ST. LOUIS (KTVI) – Nearly three years after a downtown homeless camp was closed by the city due to safety and health concerns, another has popped up near the Stan Musial Veterans Memorial Bridge.
Bulldozers were brought in spring 2012 to take down the remnants of a homeless camp then known as Hopeville. Besides pitching tents, the homeless there also built shacks out of plywood. The city finally dispersed the encampment after reports of fights, a fire, and even a murder. Some of the village occupants were relocated to apartments or motels.
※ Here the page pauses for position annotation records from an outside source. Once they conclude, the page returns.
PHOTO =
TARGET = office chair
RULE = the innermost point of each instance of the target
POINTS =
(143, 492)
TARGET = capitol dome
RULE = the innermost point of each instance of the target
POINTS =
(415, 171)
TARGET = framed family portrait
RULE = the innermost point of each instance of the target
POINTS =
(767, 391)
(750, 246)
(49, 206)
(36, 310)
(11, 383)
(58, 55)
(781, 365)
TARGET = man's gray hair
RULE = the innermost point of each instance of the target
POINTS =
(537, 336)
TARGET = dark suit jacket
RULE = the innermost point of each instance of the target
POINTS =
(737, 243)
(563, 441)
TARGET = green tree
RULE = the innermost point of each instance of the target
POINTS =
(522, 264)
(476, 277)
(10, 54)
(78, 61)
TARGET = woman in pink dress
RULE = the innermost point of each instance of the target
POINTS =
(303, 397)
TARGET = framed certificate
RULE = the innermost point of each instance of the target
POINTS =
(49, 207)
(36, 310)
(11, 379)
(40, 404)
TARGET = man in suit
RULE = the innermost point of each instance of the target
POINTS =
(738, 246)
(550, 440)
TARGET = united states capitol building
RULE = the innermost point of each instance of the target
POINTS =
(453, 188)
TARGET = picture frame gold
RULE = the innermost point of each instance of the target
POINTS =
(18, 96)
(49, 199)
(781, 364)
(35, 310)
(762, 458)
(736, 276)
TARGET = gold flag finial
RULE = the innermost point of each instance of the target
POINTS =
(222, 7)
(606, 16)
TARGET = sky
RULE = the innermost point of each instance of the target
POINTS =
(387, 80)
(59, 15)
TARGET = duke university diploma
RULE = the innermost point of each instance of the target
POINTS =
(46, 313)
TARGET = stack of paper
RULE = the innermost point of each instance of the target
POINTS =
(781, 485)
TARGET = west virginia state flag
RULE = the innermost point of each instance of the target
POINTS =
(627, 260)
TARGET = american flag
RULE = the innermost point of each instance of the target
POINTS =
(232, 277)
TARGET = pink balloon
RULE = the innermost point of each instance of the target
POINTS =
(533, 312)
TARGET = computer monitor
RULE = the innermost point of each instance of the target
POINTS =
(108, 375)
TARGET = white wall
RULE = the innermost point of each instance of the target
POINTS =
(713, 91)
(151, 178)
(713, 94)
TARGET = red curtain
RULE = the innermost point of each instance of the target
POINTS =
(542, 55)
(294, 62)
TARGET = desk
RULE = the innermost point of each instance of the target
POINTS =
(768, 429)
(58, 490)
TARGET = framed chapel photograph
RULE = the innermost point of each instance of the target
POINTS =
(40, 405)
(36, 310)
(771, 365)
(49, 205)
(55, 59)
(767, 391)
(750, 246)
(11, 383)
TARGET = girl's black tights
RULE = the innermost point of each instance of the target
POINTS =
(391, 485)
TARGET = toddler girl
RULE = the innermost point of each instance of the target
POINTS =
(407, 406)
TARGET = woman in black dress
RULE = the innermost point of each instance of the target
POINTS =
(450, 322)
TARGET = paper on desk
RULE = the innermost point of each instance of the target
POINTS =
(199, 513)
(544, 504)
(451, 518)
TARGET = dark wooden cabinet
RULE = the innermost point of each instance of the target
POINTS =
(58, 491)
Helicopter video showed old furniture surrounded by more than a dozen tents on a patch of land just off of Interstate 70. The video also showed plywood and wood pellets in the makeshift village, possibly for shacks or maybe firewood. A dumpster was also near the camp, as well as a port-o-potty.
This new tent city is now one of the first things motorists see when crossing the bridge from Illinois to Missouri. City representatives say it’s not only an eyesore, but a safety concern. And like other homeless encampments in the past, this one will also be disbanded.
“We have to be sensitive about that, we are working with winter outreach workers to take the right approach, but they have to go,” said Eddie Roth, Director of Human Services for the City of St. Louis. “It’s no way to live, it’s not safe for the people who live there, it’s not safe for our first responders who have to come sometimes when things are out of order.”
Roth says he doesn’t know where the dumpster or port-o-potty came from. Two other, smaller encampments were located in downtown, and Roth says they’ll be coming down as well.